# Architecture
## Overview
The infrastructure spans three physical locations (London, Copenhagen, Hetzner Cloud) connected by a Tailscale mesh network. All public traffic enters through a single Hetzner Cloud VPS (helsinki-a) running Caddy as a reverse proxy, which forwards requests over Tailscale to backend services running on physical servers in London and Copenhagen.

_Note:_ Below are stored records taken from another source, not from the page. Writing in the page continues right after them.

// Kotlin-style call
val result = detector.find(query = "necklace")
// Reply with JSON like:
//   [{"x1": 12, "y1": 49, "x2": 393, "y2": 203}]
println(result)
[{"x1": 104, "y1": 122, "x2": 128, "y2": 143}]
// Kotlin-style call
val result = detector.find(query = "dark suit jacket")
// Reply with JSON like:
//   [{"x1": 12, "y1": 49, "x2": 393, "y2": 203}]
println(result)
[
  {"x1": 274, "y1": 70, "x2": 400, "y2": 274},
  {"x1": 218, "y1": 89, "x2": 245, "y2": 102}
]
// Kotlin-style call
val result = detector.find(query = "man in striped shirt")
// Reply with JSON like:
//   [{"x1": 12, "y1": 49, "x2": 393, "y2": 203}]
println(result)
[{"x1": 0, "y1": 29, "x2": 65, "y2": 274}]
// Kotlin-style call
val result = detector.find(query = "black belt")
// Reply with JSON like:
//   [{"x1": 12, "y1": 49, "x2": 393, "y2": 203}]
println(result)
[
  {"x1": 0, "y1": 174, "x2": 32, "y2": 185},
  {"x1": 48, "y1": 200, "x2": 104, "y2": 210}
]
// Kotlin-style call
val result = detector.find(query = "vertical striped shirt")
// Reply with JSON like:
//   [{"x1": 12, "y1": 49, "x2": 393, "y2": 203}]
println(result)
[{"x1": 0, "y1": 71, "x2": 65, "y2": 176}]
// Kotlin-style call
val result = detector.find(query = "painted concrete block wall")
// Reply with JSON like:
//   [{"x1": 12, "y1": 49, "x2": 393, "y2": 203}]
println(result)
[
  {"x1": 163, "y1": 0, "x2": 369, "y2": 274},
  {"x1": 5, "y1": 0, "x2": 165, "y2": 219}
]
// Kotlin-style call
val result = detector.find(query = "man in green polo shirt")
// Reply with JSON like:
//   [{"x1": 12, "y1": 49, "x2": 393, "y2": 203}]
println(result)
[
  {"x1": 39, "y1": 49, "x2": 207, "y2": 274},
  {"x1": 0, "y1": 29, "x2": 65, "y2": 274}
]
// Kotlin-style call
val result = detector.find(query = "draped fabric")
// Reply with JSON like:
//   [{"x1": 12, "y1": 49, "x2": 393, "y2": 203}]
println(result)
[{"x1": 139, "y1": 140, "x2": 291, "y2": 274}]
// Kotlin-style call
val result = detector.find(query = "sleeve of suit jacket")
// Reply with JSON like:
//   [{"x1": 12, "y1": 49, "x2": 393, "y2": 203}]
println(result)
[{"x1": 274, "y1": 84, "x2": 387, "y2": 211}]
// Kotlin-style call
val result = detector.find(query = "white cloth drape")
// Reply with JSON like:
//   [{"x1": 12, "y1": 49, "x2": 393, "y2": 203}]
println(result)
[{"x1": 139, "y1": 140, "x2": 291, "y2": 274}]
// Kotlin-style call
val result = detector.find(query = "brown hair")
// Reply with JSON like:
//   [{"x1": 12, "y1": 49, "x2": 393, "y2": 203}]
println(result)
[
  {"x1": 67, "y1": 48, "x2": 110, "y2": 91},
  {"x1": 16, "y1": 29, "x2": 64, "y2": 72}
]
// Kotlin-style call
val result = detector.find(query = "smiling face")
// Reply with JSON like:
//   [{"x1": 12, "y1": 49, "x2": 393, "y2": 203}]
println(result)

The setup is entirely self-hosted (with the exception of Hetzner Cloud VPSs, Cloudflare for DNS/CDN, and Grafana Cloud for observability). Most physical servers are old personal computers repurposed into server duty — cheaper than cloud, and I get a rack cabinet that doubles as a bedroom white noise machine.
## Network Topology
```mermaid
graph TD
CF["Cloudflare
DNS + CDN
*.pez.sh, *.pez.solutions"]
CF -->|HTTPS| HEL
HEL["helsinki-a
Hetzner Cloud VPS
Caddy (reverse proxy)
Authelia (SSO)
LLDAP (Authelia backend)
Bitwarden (Vaultwarden)
Forgejo"]
HEL --> TS["Tailscale Mesh
WireGuard-based VPN"]
TS --> LB["london-b
Storage / Media
*arr stack, Plex, Jellyfin
(Threadripper, 87T ZFS)"]
TS --> LA["london-a
Proxmox VE hypervisor
(Debian 13)"]
TS --> LC["london-c
Raspberry Pi
Octopus Energy exporter"]
TS --> NA["nuremberg-a
Mail
poste.io"]
TS --> CA["copenhagen-a
Gaming
Minecraft / WoW (MaNGOS)"]
TS --> CC["copenhagen-c
Raspberry Pi
cloudflared, idle"]
TS -.->|Alloy| GC["Grafana Cloud
metrics, logs, traces
synthetic checks"]
style CC stroke-dasharray: 5 5
```
## Traffic Flow
All public-facing services follow the same pattern:
```
User → Cloudflare (DNS + TLS) → helsinki-a (Caddy) → Backend (over Tailscale)
```
1. DNS for `pez.sh` and `pez.solutions` is managed by Cloudflare (provisioned via Terraform)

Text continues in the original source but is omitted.